The ambient nature of wearables affords us interfaces which don't depend on touch displays for interface I/O - the Apple Watch's Haptic Engine, for example, can relay turn-by-turn directions exclusively through haptic feedback, minimizing the demand placed on your attention.
But while much work is being done to mitigate the interface input constraints of the smaller canvas[1] , comparatively little is being done to leverage the input modalities afforded by the sensors beneath the canvas.
The Apple Watch (and it's kin) offer two sensors in particular - the accelerometer and the gyroscope - which capture motion. And we believe these sensors provide the foundation for an extremely expressive input modality: the hand.
Recent efforts have found success using SVM classifiers with fixed-window sizes on both
high-frequency IMUs (4000Hz)[2] and electrical impedence tomography (EIT)[3],
Both approaches result in incredible resolution for the resulting classifier, but neither reflect in-production technology. The modified kernel required to boost IMU sample rates to 4kHz would likely be too power-consumptive for the always-on context, and the 16 or 32-electrode array needed for accurate EIT would require entirely new hardware.

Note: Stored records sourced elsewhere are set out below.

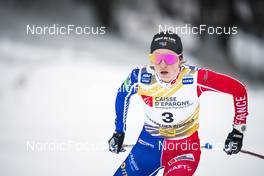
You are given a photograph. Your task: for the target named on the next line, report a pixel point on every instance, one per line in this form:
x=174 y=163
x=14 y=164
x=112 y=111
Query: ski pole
x=252 y=154
x=207 y=146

These high-resolution techniques are necessary, in-part, due to the weaknesses of the SVM as a classifier, and we believe the advent of the LSTM[4] might allow for accurate low-resolution (100Hz) inertial gesture recognition. Unlike an SVM, an LSTM can learn gesture representations through time; it might then be less-sensitive to noise in low-resolution sensor readings, and learn more robust temporal patterns.
We focused on learning three action-oriented gestures - snaps, claps, and waves.
These gestures are both fast and familiar, making them a natural interface for wearables. And, in particular, they're interfaces for performing discrete actions. Altough gesture-based interfaces for manipulating data make for slick sci-fi[5], we don't find them compelling as an interface; they would likely be less precise and require far more physical effort than touch-based interfaces.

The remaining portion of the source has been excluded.